Выбрать главу

Вышла я на сцену, спела свою программу. Публика аплодирует, требует бисировать, а та пара в кулисе своей очереди ждет, на часы поглядывает: на следующий концерт опаздывают — и ногами перебирают, как кони в стойле.

Грибов мне говорит (а он уже «в образе», грассирует, на весь вечер настроился):

— Ну, багышня догогая, поскогей управляйтесь, мы же все опаздываем!..

И смешно, и чувство такое, будто ожившая мумия из мавзолея со мной разговаривает. Администраторша моя на меня шубу надевает, а Ленин — одну руку за жилет, другую вперед — и на сцену, за ним с моноклем в глазу Уэллс, а мы — в машину, и дальше… Примчались в другой зал.

— Скорее, сейчас ваш выход!

А я смотрю — глазам не верю: Ленин стоит на сцене. Мать честная! Может, я с ума сошла? Ведь он остался там, в Колонном зале, — как же он меня обскакал? Или я так уж нахалтурилась, что мне мерещится? Приглядываюсь: вроде худее того, что в Колонном зале был… Оказывается, это пара из другого театра — конкуренты!

Так и мечутся Ленины до поздней ночи по праздничной Москве, подрабатывая лишние копейки. Гримируются каждый в своем театре, надевают кепочку — да поглубже, чтобы народ на улицах или в лифте не пугался. Так ведь со страху и помереть недолго — окажись рядом «вечно живой». Воскрес!

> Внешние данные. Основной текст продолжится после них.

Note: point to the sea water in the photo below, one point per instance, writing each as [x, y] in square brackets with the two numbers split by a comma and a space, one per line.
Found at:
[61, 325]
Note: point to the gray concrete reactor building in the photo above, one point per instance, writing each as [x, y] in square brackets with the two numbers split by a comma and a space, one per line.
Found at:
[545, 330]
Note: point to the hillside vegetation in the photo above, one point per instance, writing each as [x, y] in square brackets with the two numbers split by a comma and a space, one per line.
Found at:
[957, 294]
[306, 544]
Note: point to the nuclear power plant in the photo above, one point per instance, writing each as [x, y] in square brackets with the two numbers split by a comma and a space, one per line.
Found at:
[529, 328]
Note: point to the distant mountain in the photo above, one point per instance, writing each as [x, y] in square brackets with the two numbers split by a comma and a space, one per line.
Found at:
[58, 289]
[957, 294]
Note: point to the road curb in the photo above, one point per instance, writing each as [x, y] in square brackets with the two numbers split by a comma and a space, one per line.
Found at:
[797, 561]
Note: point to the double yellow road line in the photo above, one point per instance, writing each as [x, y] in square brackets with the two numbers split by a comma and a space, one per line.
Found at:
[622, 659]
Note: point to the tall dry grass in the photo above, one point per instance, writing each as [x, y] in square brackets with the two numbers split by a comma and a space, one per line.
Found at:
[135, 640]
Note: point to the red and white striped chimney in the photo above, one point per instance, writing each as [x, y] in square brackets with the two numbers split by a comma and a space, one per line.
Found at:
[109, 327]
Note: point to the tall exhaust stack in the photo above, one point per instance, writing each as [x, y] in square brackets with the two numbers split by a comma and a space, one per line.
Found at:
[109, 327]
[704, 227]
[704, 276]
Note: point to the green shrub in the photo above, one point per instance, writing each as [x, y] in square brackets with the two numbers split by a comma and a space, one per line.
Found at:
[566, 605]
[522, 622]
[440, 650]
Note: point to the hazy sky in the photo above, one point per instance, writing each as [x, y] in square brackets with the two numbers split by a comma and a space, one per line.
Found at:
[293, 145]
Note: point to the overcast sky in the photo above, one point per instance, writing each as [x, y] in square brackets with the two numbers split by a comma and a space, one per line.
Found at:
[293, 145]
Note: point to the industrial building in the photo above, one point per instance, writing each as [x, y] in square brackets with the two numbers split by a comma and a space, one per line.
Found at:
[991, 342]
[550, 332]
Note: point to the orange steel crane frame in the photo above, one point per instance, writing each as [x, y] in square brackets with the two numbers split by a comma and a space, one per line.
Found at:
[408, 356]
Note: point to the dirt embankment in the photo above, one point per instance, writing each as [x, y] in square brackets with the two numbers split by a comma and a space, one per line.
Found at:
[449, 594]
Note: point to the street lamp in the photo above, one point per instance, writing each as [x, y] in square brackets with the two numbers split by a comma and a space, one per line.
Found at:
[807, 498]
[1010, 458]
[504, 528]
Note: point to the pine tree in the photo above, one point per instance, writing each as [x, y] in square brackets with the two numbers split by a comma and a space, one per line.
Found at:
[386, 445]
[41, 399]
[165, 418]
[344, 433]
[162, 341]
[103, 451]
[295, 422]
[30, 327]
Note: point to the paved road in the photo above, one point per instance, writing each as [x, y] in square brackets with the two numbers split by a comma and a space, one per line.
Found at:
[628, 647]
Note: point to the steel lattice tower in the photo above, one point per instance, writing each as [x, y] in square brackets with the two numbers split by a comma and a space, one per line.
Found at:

В октябре 1953 года состоялось мое первое выступление в роли Татьяны в «Евгении Онегине», и из стажерской группы меня перевели в труппу солистов Большого театра.

Татьяна, милая Татьяна! С нею в детстве я узнала первые счастливые слезы. Она принесла мне первый успех в театре, и через 30 лет с нею вместе я простилась с оперной сценой — серией из восьми спектаклей «Евгения Онегина» в октябре 1982 года в парижской Гранд-Опера.

Как самый верный и преданный друг, прошла она со мной через всю мою творческую жизнь, даря мне радость и вдохновение. Сотни раз я пела эту оперу, и всегда у меня останавливается сердце, когда в последней сцене мне надо спеть: «Я вас люблю…» Ведь именно здесь, в сцене объяснения с Онегиным, проявляется вся цельность и непосредственность ее натуры. Когда, уже будучи светской, замужней женщиной, она с целомудренной простотой признается ему: «Я вас люблю…» Для нее так же естественно всю жизнь любить его, как и то, что жизнь ее кончилась в тот далекий день — в аллее, в саду, когда, слушая его холодные нравоучения, она смогла лишь прошептать: «О Боже, как обидно и как больно!»

Я вас люблю — к чему лукавить: Но я другому отдана, Я буду век ему верна.

Во время парижских гастролей Большого театра в 1969 году на «Онегине» присутствовал Марк Шагал. После спектакля он пришел ко мне за кулисы и сказал:

— Какое в вас величие и простота!

Это была для меня высшая похвала. Величие и простота — именно к этому в искусстве я стремилась всю свою жизнь.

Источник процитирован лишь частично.